The current water flow is around 103 cfs, with temperatures in the low 50 degree range. Anglers have had the most success from 11 a.m. to 5 p.m. fishing along the Taylor River State Wildlife Area, below the dam. Recommended patterns include egg patterns, BWO's, and zebra midges.
Conditions Report - Statewide
Rivers and Creeks
With the arrival of November, we will see a shift from fall to winter fishing conditions. The first couple of weeks will continue those fall conditions from last month. Again, we will see low water flows, primarily BWO and midge hatches, and later start times for ideal fishing. As we get further into the month, the water temperatures will drop and anglers will have to switch fishing spots accordingly.

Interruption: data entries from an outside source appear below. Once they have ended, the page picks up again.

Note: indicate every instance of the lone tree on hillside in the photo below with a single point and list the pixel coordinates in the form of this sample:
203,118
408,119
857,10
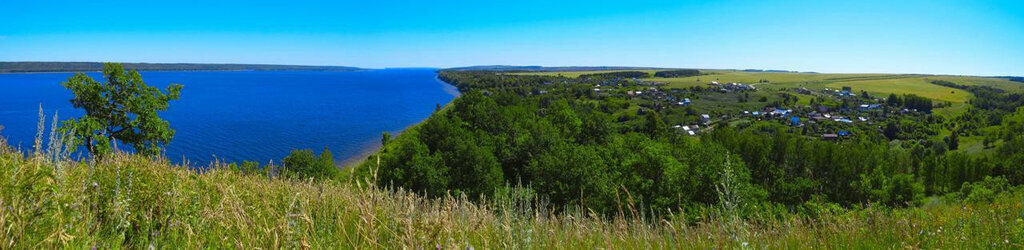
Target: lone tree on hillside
124,109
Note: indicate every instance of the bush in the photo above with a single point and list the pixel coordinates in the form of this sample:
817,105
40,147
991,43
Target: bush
304,164
984,191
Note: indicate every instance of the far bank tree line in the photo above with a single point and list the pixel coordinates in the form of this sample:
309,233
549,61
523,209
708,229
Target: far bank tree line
573,148
576,149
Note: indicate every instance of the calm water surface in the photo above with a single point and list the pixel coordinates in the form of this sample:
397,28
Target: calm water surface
258,116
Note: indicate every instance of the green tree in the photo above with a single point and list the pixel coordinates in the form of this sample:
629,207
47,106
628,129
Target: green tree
303,164
122,109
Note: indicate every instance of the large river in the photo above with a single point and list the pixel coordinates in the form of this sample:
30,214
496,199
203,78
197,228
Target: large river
257,116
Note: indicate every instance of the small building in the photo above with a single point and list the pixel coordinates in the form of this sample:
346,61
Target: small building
795,121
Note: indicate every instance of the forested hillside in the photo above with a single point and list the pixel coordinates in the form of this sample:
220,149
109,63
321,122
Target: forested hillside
594,139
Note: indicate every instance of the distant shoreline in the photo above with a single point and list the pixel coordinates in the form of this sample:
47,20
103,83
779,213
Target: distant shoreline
375,147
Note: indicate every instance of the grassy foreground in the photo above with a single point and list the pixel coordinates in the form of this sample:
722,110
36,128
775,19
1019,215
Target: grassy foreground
134,202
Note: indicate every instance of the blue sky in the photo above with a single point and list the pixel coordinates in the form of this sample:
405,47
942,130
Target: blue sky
933,37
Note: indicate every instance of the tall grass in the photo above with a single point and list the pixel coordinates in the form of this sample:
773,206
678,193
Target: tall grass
136,202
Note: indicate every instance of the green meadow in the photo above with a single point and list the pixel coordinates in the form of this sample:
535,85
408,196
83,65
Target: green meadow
136,202
877,84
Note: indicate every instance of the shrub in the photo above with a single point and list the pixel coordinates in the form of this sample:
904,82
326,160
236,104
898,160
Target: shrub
304,164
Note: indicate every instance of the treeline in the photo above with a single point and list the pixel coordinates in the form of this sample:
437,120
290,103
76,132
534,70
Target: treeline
911,101
19,67
572,148
677,73
569,152
620,74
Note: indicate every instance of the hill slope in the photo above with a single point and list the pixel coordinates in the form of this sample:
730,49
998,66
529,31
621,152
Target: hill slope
134,202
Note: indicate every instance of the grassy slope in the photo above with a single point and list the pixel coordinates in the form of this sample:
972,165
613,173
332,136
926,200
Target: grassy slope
133,202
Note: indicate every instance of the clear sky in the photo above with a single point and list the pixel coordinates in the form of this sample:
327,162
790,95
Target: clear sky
890,36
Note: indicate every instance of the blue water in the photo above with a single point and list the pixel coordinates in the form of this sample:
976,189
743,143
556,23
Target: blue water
257,116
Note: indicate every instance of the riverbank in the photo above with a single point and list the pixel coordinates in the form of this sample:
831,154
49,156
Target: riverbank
373,148
136,202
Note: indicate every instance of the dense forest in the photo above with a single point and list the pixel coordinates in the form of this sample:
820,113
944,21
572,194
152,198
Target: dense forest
18,67
576,147
677,73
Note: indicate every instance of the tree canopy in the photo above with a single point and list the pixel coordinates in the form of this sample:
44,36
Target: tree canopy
122,109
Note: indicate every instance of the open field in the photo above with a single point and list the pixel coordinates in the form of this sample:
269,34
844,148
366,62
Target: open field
878,84
919,86
134,202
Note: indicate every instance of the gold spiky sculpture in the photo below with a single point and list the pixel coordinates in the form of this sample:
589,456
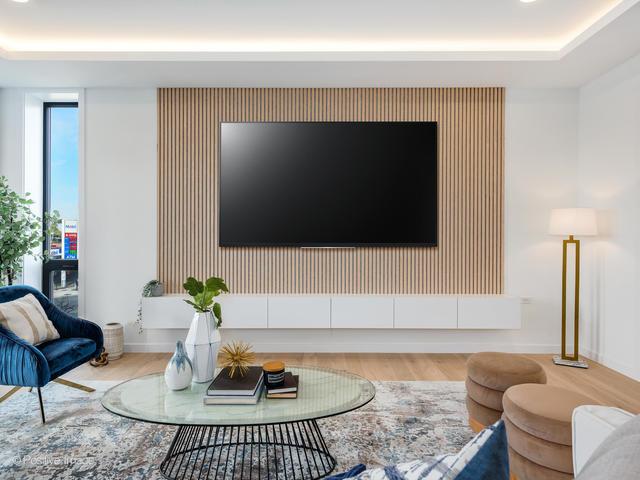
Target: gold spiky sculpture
237,356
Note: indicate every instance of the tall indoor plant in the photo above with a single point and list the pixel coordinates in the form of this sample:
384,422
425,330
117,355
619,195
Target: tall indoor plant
21,232
203,340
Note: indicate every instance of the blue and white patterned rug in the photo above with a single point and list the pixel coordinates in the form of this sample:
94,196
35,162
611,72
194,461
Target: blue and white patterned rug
81,440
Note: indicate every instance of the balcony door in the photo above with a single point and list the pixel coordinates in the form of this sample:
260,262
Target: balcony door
61,194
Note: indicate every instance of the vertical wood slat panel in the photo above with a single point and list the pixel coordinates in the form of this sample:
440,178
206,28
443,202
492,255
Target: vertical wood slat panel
470,251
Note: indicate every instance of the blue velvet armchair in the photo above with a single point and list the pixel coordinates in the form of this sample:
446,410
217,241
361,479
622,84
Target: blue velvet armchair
26,365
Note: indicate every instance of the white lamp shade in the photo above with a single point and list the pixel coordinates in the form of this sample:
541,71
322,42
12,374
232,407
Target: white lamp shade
573,221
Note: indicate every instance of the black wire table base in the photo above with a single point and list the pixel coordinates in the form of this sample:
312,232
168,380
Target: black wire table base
294,450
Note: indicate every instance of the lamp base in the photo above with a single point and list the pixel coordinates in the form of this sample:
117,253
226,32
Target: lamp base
558,360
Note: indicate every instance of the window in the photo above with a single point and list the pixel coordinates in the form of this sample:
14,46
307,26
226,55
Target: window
61,194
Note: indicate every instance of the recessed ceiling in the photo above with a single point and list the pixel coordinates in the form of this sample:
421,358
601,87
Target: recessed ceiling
297,43
273,26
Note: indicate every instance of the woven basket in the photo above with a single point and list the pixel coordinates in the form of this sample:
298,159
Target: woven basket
113,340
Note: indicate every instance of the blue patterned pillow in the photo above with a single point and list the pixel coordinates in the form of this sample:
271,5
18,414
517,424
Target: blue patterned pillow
485,457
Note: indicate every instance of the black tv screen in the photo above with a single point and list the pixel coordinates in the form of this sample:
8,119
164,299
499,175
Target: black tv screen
328,184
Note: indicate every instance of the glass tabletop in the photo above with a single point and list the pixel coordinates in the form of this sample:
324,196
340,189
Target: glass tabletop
322,392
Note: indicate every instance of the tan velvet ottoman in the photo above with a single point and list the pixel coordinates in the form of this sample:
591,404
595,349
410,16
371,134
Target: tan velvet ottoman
538,422
489,374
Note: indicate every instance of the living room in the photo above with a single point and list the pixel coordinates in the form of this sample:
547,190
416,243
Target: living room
424,214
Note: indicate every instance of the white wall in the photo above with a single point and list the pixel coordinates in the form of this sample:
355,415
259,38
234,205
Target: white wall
11,131
609,180
119,253
540,155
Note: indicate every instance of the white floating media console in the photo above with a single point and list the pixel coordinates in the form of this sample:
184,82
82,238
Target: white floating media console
344,311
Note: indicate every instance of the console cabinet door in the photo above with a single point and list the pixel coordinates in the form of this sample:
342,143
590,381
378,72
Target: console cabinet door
426,312
489,312
362,311
299,311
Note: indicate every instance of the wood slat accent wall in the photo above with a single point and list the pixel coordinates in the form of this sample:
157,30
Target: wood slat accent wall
469,256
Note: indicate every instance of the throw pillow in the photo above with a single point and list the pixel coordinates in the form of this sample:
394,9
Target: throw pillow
26,318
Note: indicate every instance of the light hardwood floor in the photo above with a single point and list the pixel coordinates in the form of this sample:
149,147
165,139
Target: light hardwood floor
600,383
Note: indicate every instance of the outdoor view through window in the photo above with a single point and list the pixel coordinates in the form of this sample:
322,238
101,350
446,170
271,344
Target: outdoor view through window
60,273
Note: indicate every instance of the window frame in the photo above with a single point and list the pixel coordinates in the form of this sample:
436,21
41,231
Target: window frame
51,265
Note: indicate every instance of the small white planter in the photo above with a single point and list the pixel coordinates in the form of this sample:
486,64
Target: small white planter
178,373
113,335
202,344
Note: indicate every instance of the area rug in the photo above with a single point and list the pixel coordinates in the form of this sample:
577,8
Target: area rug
81,440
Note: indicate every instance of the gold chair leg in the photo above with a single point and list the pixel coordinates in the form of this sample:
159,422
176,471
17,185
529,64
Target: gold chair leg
69,383
9,393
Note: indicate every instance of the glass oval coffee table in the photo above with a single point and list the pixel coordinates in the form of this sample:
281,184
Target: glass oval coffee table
277,438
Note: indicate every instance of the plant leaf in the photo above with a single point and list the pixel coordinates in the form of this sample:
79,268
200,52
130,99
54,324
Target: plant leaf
193,286
217,311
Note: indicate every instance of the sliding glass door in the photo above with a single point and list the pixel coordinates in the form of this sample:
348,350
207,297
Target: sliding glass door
61,194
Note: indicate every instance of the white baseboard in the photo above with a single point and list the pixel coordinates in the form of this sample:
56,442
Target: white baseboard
607,361
295,347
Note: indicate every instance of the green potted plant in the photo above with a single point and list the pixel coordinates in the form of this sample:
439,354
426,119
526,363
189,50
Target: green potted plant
21,232
203,339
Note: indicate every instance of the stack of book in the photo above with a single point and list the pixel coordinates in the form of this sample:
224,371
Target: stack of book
235,391
289,389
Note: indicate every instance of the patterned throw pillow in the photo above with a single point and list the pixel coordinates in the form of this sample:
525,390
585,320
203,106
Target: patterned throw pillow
483,458
26,318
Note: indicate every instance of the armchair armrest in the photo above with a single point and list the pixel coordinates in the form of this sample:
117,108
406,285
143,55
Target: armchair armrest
69,326
591,425
21,363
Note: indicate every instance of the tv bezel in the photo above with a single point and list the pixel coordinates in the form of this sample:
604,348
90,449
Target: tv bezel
328,245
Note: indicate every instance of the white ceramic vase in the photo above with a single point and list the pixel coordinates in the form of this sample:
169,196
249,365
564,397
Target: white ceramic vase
203,342
179,372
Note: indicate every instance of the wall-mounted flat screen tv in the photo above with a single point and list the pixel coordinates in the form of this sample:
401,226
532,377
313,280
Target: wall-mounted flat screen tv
328,184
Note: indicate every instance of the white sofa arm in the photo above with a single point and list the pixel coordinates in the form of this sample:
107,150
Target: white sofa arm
591,424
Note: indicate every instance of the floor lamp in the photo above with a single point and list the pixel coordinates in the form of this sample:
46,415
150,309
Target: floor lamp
571,222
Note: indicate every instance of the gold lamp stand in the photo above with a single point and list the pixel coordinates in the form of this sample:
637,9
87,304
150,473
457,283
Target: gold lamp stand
564,359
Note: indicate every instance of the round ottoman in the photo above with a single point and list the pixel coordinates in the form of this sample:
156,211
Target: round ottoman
538,422
489,374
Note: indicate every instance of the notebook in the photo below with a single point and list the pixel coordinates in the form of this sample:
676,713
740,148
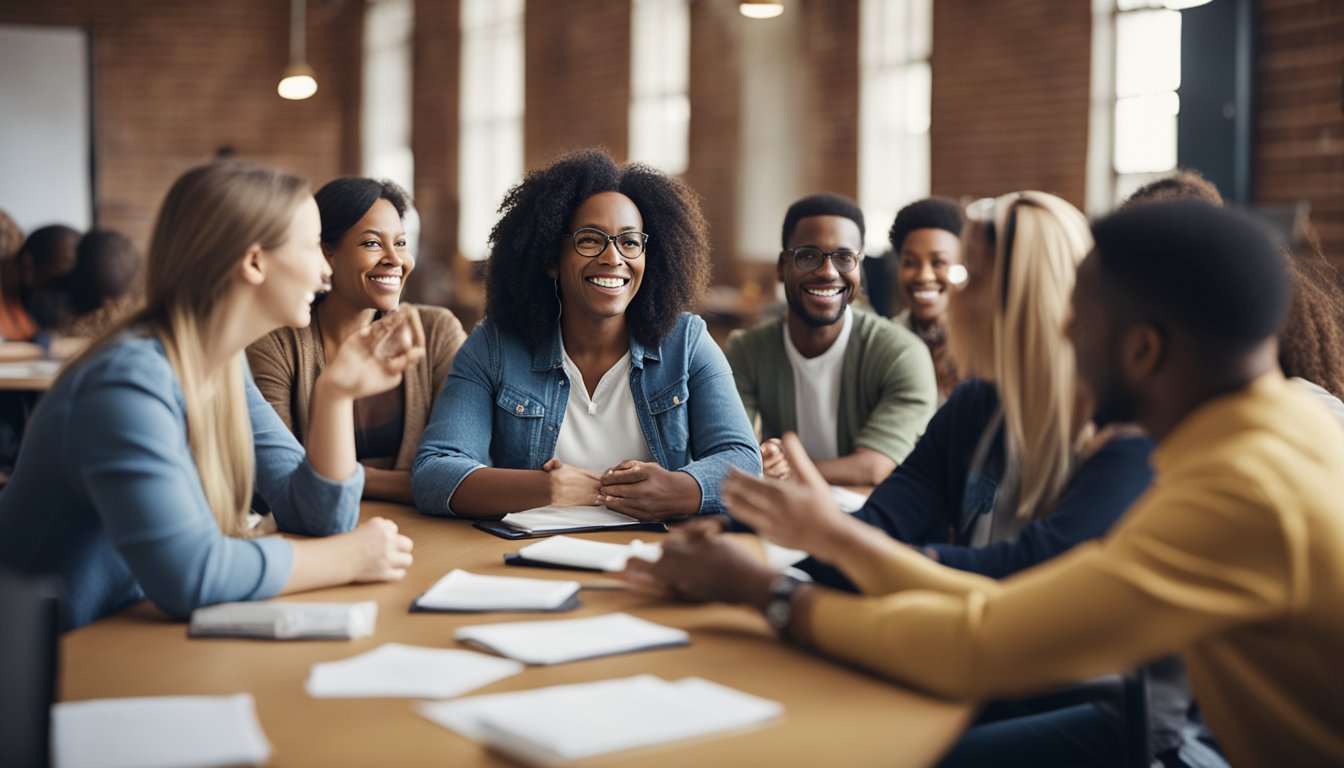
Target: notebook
282,620
397,670
571,639
152,732
549,521
582,554
558,724
464,591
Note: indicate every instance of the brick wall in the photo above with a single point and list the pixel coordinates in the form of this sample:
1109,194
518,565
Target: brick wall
578,78
1300,112
176,81
1010,97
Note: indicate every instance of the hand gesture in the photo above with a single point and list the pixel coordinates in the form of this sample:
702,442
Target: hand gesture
772,456
381,553
372,359
699,564
571,486
797,514
645,491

Winter fishing will primarily consist of tailwaters, which refer to the waters below dams or any other structure that regulates water flow. The regulated water flow keeps the spots from freezing over and provides warmth for the cold blooded trout. Even with the warmer conditions of these waters, the fish will still behave sluggishly. This means that they will seek out calmer pools and stay deeper to conserve energy. As for diets, fish will still be feeding primarily on BWO's and midges, but also have some eggs, worms, and stoneflies for backup. Remember that the hatches are much smaller in the winter, so keep your flies in the #16 to #20 range. It is also important to be mindful of your split shot usage. With the fish being sluggish, they aren't going to divert too much for food, so making sure those flies drift directly in their path is important. Be sure not to use too much split shot though, because the last thing you'll want to do have to retrieve a snag in those cold waters. As the trout continue to get a later start, anglers should mirror that and look for ideal times to be from 11 am to 4 pm.